If the number of reported cases in any city or county is higher than usual, or if an outbreak is suspected, investigate clustered cases in an area or institution to determine the source of infection and mode of transmission. A common vehicle (such as water, food or association with a child care center) should be sought and applicable preventive or control measures should be instituted. Control of person-to-person transmission requires special emphasis on personal cleanliness and sanitary disposal of feces.

Note: Refer to Iowa’s Foodborne Illness Outbreak Investigation Manual for comprehensive information on investigating foodborne illness complaints and outbreak.

D.  Preventive Measures

Environmental Measures

Implicated food items must be removed from the environment. A decision about testing implicated food items can be made in consultation with the CADE. CADE can help coordinate pickup and testing of food samples. If a commercial product is suspected, CADE will coordinate follow-up with relevant outside agencies. If waterborne spread is suspected, contact the county environmental health office and IDPH Division of Environmental Health at (515) 281-7726.

 

  • Environment, such as countertops and bathrooms should be cleaned with an EPA approved disinfectant.
  • Follow recommended procedures for fecal coliform testing of recreational water supplies (e.g., pools, lakes).

The general practice of the SHL is to only test food samples implicated in suspected outbreaks; not single cases. The LPHA may suggest that the holders of food implicated in single case incidents locate a private laboratory, which will test food or store the food in their refrigerator for a period of time in case additional reports are received.

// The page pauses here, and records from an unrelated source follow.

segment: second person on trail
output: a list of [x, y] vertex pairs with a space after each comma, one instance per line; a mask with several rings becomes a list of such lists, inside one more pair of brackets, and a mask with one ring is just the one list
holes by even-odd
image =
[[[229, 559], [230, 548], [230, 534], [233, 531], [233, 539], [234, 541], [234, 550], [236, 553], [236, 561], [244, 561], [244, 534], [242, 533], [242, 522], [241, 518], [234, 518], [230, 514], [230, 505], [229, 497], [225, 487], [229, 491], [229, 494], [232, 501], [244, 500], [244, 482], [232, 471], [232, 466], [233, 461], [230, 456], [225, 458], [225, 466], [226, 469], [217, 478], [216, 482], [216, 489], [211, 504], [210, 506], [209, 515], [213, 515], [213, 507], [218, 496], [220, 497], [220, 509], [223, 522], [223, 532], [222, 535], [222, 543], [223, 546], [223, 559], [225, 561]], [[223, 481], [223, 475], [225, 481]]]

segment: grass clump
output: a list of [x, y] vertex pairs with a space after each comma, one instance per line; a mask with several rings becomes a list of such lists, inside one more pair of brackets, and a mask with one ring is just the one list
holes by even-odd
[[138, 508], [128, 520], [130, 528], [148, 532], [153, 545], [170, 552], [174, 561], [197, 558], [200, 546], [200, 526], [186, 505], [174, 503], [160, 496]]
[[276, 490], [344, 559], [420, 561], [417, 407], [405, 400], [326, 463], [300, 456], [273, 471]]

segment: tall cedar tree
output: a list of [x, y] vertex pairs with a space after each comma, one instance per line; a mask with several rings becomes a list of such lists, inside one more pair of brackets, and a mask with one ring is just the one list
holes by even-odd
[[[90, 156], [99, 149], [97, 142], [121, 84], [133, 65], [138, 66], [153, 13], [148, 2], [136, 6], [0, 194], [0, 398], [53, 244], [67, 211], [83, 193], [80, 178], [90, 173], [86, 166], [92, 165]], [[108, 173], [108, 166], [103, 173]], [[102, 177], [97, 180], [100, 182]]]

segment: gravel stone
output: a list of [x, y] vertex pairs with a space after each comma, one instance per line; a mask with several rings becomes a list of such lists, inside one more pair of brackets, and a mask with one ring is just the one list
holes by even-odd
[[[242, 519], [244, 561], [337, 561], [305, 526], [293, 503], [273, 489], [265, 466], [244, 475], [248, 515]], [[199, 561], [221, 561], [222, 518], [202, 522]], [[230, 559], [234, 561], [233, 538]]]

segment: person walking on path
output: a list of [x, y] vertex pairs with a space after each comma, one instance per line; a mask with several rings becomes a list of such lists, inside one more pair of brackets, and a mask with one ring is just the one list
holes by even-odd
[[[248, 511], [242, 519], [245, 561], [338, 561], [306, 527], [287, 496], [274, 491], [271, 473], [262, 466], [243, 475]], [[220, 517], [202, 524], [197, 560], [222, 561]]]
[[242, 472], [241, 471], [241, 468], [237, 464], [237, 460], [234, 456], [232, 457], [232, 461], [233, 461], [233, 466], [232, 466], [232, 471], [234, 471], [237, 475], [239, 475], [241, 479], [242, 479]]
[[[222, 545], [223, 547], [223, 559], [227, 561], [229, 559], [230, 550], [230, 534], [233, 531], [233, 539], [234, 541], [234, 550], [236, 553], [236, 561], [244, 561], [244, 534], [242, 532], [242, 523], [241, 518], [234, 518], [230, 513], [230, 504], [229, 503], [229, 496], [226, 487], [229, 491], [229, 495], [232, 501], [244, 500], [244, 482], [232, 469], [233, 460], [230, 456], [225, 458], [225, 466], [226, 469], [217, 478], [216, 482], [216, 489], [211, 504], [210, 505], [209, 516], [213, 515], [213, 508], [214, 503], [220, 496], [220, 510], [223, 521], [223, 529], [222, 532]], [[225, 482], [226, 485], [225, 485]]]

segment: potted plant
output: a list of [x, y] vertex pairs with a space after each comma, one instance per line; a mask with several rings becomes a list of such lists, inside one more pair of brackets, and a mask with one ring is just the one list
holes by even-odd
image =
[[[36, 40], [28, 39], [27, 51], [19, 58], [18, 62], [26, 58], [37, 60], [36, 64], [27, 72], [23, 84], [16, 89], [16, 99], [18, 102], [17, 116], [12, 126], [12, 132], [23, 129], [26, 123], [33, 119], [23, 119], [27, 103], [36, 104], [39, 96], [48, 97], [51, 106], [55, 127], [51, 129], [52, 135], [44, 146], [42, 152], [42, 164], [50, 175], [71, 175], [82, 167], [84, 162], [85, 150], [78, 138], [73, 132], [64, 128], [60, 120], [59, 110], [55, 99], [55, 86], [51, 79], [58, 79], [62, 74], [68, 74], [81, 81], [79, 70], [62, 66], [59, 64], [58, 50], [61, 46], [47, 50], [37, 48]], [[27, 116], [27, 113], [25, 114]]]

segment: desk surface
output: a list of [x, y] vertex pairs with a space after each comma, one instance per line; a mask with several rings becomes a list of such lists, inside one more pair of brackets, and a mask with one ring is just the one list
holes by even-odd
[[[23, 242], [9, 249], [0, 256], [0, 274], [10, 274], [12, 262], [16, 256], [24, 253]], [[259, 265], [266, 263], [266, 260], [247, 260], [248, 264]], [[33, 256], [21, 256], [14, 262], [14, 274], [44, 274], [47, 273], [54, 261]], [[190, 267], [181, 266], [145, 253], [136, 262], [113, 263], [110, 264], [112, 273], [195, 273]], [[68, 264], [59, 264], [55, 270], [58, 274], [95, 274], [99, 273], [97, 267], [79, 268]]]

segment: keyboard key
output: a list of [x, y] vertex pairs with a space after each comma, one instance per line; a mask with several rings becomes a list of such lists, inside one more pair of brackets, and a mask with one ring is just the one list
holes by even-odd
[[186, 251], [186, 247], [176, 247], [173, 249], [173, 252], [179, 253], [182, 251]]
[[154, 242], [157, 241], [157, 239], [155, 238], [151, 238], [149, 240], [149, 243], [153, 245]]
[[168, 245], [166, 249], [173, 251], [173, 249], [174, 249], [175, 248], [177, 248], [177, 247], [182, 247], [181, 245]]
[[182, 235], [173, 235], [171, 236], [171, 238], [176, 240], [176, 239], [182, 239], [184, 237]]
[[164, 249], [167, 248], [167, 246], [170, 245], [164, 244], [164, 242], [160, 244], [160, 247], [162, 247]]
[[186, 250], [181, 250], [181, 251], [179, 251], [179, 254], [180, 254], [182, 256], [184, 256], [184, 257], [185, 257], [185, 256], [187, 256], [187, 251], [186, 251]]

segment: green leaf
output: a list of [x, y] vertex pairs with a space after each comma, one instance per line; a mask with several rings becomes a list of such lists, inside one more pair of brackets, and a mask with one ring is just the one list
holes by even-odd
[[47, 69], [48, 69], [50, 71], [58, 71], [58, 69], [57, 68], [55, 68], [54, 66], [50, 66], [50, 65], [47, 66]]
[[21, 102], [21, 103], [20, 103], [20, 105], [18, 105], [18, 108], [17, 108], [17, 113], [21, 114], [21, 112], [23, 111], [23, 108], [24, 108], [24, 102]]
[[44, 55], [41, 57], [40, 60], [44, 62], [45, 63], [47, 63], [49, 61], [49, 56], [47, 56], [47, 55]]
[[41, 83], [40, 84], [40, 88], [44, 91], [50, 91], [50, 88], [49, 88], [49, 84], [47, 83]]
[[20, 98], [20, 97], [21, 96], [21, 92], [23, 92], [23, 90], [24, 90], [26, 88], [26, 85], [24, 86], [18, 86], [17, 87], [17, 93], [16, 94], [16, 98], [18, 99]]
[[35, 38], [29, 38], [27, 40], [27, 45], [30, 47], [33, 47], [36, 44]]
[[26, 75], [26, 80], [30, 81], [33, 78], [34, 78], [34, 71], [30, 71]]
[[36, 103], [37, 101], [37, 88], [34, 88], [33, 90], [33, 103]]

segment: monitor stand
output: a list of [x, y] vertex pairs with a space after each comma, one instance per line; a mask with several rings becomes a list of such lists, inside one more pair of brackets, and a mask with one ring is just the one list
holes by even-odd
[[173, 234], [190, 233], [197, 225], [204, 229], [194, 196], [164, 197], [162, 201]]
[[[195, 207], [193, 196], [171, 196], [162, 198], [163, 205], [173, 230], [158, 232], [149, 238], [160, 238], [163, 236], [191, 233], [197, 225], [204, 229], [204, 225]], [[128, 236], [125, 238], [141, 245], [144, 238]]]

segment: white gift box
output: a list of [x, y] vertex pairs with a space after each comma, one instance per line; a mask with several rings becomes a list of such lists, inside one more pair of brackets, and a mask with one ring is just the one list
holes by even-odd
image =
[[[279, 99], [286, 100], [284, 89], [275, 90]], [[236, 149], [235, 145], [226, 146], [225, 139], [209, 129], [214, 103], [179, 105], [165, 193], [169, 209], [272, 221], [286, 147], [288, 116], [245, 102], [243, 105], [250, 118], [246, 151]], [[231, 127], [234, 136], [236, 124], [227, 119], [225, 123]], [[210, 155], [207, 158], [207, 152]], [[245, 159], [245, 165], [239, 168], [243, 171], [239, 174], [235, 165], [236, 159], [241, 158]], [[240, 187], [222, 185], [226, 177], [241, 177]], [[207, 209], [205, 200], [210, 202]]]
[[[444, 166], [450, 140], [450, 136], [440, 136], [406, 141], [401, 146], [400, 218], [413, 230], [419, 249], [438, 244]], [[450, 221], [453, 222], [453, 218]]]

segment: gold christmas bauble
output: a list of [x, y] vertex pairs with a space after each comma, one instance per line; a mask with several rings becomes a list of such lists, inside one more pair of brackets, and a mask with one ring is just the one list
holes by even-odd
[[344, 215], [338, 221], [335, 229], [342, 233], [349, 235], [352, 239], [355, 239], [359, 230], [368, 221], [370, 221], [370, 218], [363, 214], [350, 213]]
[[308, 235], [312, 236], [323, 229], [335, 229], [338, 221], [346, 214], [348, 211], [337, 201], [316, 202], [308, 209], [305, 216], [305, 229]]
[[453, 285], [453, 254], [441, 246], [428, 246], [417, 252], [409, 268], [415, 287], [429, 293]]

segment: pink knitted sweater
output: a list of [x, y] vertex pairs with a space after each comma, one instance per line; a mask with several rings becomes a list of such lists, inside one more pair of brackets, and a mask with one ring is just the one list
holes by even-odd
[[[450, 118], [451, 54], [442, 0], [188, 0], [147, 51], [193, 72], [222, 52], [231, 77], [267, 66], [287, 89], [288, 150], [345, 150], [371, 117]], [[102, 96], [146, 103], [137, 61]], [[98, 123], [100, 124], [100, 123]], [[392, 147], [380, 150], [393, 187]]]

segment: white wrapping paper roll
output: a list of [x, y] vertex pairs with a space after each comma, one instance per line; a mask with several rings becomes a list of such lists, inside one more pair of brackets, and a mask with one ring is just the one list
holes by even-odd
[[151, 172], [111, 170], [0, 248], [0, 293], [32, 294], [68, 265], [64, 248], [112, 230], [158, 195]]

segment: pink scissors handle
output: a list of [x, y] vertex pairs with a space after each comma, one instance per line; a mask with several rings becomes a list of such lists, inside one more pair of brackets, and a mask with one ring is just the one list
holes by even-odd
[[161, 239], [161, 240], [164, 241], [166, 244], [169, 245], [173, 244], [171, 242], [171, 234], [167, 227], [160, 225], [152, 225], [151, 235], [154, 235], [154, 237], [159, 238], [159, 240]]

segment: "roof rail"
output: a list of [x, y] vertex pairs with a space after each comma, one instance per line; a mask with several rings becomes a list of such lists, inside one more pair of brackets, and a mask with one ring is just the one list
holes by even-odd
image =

Note: Refer to the Iowa’s Foodborne Illness Outbreak Investigation Manual for comprehensive information in investigating foodborne illness complaints and outbreak.

Preventive Measures/Education

To avoid exposure, advise individuals:

  • To always wash their hands thoroughly with soap and water before eating or preparing food, after using the toilet and after changing diapers. (After changing diapers, wash the child’s hands also.)
  • In all settings, especially child care, dispose of feces in a sanitary manner.
  • When caring for someone with diarrhea, the care giver should wash their hands with plenty of soap and water after helping the person use the toilet, changing diapers, cleaning the bathroom, soiled clothes or soiled sheets. The patient’s hands should be washed also.
  • Avoid sexual practices that may permit fecal-oral transmission. Latex barrier protection should be emphasized as a way to prevent the spread of E. coli  to a case’s sexual partners as well as being a way to prevent the exposure to and transmission of other pathogens.
  • If diagnosed with pathogenic E. coli , seek medical attention if symptoms compatible with hemolytic uremic syndrome (HUS) occur. (See chapter on HUS.)
  • Keep food that will be eaten raw, such as fruits and vegetables, from becoming contaminated by animal-derived food products. (Wash thoroughly, especially those that will not be cooked.)
  • If served an undercooked hamburger or other ground beef product in a restaurant, send it back for further cooking.
  • Cook all ground meats thoroughly.
  • Drink only pasteurized milk, juice, or cider.